Because Plaintiff had no duty to defend the underlying actions, it may recoup the costs incurred in defending those actions. See Buss v. Superior Court, 16 Cal. 4th 35, 50 (1997). As evidence, Plaintiff offers various invoices, which itemize the $50,774.59 in attorneys’ fees and expenses requested. Defendants do not offer any evidence contesting this amount. Accordingly, the Court finds that Plaintiff is entitled to $50,774.59 for reimbursement of defense costs.

V. CONCLUSION

*4 For the foregoing reasons, the Court GRANTS Plaintiff’s motion for summary and default judgment, and hereby DECLARES that Plaintiff owes no duty to indemnify PTI or Barragan in the Rios and D & R Actions. Plaintiff is entitled to rescind the policy at issue and shall duly refund all premiums paid. PTI shall reimburse Plaintiff for defense costs in the amount of $50,774.59.4

All pending hearing dates are vacated and taken off calendar.

Plaintiff has until January 11, 2023 to file a proposed final judgment that conforms to the Court’s ruling.

IT IS SO ORDERED.

All Citations

1 The Court incorporates the insurance policy by reference for purposes of default judgment. See United States v. Ritchie, 342 F.3d 903, 908 (9th Cir. 2003) (A document “may be incorporated by reference into a complaint if the plaintiff refers extensively to the document or the document forms the basis of the plaintiff’s claim … for example, when a plaintiff’s claim about insurance coverage is based on the contents of a coverage plan.”).

2 Because Plaintiff prevails on its rescission argument, the Court need not analyze the scope of the policy coverage.

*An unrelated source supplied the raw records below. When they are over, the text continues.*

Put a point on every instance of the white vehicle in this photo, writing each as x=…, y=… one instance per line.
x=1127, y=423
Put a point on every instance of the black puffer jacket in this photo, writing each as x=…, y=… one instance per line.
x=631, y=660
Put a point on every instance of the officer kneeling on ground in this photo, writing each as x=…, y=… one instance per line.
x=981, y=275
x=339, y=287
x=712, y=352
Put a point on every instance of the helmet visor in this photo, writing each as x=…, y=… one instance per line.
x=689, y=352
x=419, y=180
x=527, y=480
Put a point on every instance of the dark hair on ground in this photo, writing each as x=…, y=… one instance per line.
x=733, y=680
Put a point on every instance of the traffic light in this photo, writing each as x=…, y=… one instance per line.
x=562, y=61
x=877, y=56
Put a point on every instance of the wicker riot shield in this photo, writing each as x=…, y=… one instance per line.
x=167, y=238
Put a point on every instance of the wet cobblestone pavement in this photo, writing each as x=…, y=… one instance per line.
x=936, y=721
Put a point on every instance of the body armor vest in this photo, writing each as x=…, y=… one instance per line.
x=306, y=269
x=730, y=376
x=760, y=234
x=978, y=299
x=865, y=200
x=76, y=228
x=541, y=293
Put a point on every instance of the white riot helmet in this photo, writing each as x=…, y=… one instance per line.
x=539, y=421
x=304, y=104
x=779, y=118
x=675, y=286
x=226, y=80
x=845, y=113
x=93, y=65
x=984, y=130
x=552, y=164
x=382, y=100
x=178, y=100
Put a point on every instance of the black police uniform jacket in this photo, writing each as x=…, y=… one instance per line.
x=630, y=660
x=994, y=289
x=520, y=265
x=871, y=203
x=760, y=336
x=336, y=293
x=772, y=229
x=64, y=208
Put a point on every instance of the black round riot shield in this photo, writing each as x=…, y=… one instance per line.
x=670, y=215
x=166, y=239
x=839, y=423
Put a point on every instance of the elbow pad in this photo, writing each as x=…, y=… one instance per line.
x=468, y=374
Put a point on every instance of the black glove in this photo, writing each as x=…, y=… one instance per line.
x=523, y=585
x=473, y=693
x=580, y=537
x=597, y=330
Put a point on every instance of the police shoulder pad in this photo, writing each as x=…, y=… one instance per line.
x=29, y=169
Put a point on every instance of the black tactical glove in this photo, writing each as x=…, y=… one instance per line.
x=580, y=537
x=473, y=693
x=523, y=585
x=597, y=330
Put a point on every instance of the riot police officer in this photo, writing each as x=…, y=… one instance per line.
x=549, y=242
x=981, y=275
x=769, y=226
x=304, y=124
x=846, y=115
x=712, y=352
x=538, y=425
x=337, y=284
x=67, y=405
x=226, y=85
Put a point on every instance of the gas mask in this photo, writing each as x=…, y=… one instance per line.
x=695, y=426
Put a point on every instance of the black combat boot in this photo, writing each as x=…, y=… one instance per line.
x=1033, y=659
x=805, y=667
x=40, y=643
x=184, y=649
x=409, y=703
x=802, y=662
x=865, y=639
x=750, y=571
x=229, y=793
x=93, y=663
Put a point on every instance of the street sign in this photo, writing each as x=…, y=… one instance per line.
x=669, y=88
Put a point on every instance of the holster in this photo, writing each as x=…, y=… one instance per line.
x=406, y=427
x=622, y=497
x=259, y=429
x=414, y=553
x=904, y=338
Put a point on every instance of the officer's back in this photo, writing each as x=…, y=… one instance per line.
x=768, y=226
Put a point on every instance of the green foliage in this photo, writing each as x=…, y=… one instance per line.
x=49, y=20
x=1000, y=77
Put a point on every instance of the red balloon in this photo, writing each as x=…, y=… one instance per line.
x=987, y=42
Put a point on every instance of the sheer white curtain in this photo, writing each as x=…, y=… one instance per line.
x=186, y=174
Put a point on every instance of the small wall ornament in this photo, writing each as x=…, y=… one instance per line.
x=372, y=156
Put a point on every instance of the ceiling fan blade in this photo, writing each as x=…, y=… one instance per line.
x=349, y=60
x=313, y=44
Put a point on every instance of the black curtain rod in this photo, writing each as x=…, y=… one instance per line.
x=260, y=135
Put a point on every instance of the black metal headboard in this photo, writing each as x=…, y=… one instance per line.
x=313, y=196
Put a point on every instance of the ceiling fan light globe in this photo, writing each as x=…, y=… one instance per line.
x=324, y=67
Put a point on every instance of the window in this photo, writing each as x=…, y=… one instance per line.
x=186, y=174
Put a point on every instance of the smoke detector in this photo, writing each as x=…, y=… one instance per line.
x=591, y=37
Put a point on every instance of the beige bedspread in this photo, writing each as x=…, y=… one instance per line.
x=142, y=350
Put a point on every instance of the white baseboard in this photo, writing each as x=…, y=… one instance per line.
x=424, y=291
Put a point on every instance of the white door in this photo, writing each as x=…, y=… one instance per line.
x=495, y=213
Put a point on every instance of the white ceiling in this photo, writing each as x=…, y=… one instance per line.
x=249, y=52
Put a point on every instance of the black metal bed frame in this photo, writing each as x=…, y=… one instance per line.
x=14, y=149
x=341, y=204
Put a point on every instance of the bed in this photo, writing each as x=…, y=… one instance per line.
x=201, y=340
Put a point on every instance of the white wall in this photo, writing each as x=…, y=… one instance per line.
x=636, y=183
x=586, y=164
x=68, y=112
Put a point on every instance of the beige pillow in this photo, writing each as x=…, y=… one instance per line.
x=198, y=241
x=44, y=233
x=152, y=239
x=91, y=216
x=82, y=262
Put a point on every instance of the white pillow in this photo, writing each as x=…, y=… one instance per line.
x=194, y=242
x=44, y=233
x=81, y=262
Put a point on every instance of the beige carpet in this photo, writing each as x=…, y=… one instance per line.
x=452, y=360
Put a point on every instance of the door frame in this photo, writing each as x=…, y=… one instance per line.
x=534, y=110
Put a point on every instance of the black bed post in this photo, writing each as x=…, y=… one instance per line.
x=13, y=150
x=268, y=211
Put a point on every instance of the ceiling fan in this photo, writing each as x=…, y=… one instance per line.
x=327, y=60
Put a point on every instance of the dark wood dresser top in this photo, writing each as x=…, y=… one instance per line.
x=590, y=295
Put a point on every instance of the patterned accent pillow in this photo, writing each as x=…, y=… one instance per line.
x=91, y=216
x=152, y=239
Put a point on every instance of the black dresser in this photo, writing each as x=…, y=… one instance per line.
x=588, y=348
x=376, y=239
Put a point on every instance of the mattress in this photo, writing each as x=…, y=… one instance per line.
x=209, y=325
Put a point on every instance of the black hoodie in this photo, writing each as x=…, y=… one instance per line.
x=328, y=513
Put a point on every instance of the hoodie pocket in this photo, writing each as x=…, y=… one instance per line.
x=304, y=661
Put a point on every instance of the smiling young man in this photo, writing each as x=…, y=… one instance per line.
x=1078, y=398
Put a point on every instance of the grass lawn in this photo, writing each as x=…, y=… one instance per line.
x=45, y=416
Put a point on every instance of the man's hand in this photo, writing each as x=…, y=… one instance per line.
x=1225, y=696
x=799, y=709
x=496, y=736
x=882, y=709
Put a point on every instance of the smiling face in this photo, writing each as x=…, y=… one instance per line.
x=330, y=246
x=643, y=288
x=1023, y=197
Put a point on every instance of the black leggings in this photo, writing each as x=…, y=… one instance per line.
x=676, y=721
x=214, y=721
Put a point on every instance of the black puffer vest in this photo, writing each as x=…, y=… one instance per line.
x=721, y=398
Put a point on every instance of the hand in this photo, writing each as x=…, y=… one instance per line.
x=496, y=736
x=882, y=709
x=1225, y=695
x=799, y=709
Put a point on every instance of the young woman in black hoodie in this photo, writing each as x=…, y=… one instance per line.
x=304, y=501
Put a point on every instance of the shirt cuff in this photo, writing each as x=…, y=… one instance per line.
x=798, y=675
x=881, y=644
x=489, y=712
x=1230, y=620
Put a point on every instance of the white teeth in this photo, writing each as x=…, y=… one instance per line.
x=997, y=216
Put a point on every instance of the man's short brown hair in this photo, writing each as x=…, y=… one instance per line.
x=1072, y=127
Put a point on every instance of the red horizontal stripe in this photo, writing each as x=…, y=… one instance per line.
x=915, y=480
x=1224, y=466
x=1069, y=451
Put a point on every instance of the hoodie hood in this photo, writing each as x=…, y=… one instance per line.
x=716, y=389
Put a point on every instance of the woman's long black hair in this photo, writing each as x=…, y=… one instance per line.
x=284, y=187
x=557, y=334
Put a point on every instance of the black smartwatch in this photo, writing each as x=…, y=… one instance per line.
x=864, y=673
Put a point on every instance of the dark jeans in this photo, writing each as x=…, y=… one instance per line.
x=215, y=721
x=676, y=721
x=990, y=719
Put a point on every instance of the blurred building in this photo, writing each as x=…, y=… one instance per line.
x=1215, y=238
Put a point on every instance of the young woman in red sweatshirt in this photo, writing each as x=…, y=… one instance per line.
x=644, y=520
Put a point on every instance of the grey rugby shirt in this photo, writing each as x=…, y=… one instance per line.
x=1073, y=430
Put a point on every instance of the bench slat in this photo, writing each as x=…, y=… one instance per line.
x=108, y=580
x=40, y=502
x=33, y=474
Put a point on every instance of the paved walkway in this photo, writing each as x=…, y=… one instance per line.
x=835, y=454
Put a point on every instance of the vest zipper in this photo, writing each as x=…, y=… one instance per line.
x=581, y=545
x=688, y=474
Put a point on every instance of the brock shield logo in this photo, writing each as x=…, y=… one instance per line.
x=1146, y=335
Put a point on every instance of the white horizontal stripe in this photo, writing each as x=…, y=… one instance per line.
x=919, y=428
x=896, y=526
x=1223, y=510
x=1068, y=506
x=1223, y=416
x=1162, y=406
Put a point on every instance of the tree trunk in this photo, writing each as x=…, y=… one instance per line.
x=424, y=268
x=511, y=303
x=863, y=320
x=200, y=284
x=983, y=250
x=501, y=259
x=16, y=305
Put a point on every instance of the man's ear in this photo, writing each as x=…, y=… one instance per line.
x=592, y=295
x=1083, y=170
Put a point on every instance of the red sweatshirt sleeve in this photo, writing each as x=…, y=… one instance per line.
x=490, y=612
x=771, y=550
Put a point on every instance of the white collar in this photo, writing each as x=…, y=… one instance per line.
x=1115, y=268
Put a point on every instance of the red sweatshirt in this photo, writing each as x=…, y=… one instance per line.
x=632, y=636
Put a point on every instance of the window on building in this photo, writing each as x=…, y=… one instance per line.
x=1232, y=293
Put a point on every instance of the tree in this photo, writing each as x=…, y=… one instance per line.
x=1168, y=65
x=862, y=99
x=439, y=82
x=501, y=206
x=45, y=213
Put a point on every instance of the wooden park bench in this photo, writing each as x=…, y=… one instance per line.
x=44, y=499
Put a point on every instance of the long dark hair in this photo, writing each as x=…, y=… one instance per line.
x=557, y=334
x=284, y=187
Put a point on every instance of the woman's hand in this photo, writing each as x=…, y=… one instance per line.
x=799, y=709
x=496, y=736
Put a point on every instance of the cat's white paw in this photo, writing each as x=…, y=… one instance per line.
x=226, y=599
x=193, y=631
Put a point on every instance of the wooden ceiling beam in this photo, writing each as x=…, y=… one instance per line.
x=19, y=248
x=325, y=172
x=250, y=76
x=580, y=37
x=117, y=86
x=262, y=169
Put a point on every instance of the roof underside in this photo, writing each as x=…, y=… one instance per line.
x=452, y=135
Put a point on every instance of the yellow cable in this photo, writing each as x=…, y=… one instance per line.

3 Paul M. Mahoney, counsel to D & R Woods, dedicated nearly one third of his opposition brief to grumbling over the Court’s denial of a stipulation to continue the trial. (See D & R Woods’s Opp’n to Mot. at 2, ECF No. 72.) Instead of meaningfully citing to the record to oppose summary judgment, Mr. Mahoney spilled ink lamenting that “the world has changed dramatically for the worst,” as evinced by the Court’s denial of the parties’ stipulation. (Id.) Mr. Mahoney has recently been rebuked by the California Court of Appeal for his incivility and fined $2,000 for impugning the integrity of the court. See In re Mahoney, 65 Cal. App. 5th 376, 380 (2021) (“This kind of over-the-top, anything-goes. devil-take-the-hindmost rhetoric has to stop.”). Nonetheless, Mr. Mahoney appears undeterred. Although his recent filing does not arise to contempt of court, it is still unbecoming, particularly when filed by an attorney whose unprofessional behavior was recently criticized in a published opinion. The Court cautions Mr. Mahoney to exercise better judgment in future filings with this Court and others.

4 The Court also denies Plaintiff’s request for judicial notice (ECF No. 65-2) as moot.